私は、エレベーターで恋に落ちる

自分のカードキーをかざすと、エレベーターのランプが付き、扉が閉じた。

モーター音がして、エレベーターが上に上がっていく。

エレベーターが停止して、屋上についた。

ゆっくりと扉が開く。

屋上に通じる出口に着いた。

ここからは、ガラスの扉を開けて、階段を昇ればヘリポートのある屋上だ。

この前伊村さんと来たのと、違う出口に出たみたいだ。


エレベーターから降りて、外に出ようと思ったけれど、建物の外に出るにはカードキーだけじゃなくて、南京錠の鍵がいることを思い出した。
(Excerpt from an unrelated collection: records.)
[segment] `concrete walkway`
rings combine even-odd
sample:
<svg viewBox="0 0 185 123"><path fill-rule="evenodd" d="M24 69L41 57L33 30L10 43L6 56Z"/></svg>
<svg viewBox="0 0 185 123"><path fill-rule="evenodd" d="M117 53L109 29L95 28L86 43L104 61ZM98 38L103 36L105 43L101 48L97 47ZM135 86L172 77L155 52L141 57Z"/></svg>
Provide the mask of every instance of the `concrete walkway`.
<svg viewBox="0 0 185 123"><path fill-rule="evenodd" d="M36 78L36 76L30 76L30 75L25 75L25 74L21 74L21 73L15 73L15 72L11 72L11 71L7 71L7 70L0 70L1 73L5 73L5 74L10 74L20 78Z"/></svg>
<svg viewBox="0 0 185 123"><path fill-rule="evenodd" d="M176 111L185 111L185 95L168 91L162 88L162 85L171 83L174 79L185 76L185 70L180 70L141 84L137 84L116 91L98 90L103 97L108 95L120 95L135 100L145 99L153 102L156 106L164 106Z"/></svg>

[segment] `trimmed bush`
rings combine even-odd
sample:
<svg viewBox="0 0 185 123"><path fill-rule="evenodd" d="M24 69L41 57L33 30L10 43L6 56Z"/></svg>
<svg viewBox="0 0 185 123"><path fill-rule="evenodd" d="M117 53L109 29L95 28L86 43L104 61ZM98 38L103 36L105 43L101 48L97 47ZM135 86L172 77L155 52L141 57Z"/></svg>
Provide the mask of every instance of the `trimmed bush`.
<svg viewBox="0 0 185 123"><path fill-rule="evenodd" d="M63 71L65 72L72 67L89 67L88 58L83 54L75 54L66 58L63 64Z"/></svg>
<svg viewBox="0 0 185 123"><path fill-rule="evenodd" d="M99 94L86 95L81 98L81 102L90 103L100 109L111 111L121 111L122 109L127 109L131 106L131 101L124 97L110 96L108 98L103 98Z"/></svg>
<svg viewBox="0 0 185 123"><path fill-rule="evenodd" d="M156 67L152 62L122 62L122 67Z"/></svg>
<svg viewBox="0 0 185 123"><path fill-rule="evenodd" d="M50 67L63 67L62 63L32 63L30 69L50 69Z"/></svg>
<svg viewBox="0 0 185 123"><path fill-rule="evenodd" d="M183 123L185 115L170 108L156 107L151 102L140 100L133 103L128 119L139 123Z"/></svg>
ドアの横にある、電子錠のところに、念のためにカードだけかざしてみたけれど、開くどころか、ピッといったきり扉は開かなかった。

「やっぱりダメか」

ビルの下の夜景を見ることはできなかったけれど、ガラスのドアから見上げれば、空にぼんやり星空が見えた。

しばらくそれを眺めていたけれど、硝子戸を隔てているとはいえ、ビルのてっぺんだから寒さは尋常じゃなかった。

シンガポールはどっちの方角か、調べようと思ったけれど、携帯の電波は完全に圏外だった。